G-quadruplex DNA structures in human stem cells and differentiation

The establishment of cell identity during embryonic development involves the activation of specific gene expression programmes and is underpinned by epigenetic factors including DNA methylation and histone post-translational modifications. G-quadruplexes are four-stranded DNA secondary structures (G4s) that have been implicated in transcriptional regulation and cancer. Here, we show that G4s are key genomic structural features linked to cellular differentiation.
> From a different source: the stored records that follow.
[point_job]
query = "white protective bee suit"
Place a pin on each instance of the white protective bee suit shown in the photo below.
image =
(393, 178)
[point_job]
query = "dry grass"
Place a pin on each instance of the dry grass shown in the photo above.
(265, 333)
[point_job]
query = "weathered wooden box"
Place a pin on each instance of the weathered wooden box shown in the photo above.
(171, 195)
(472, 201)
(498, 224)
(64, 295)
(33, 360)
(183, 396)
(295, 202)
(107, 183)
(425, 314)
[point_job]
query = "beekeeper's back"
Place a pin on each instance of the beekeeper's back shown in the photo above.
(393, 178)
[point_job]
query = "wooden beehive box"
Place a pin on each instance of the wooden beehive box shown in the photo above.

We find that G4s are highly abundant in human embryonic stem cells and are lost during lineage specification. G4s are prevalent in enhancers and promoters. G4s that are found in common between embryonic and downstream lineages are tightly linked to transcriptional stabilisation of genes involved in essential cellular functions as well as transitions in the histone post-translational modification landscape. Furthermore, the application of small molecules that stabilise G4s causes a delay in stem cell differentiation, keeping cells in a more pluripotent-like state. Collectively, our data highlight G4s as important epigenetic features that are coupled to stem cell pluripotency and differentiation.

Automated summary

This study reveals that G-quadruplexes (G4s), four-stranded DNA secondary structures, are key genomic features linked to cellular differentiation. G4s are highly present in human embryonic stem cells but lost during lineage specification. They are mainly found in enhancers and promoters and are closely associated with transcriptional stabilization of genes involved in essential cellular functions and transitions in histone post-translational modification landscape. Moreover, stabilizing G4s with small molecules delays stem cell differentiation, maintaining a pluripotent-like state. These findings highlight the importance of G4s as epigenetic features coupled to stem cell pluripotency and differentiation.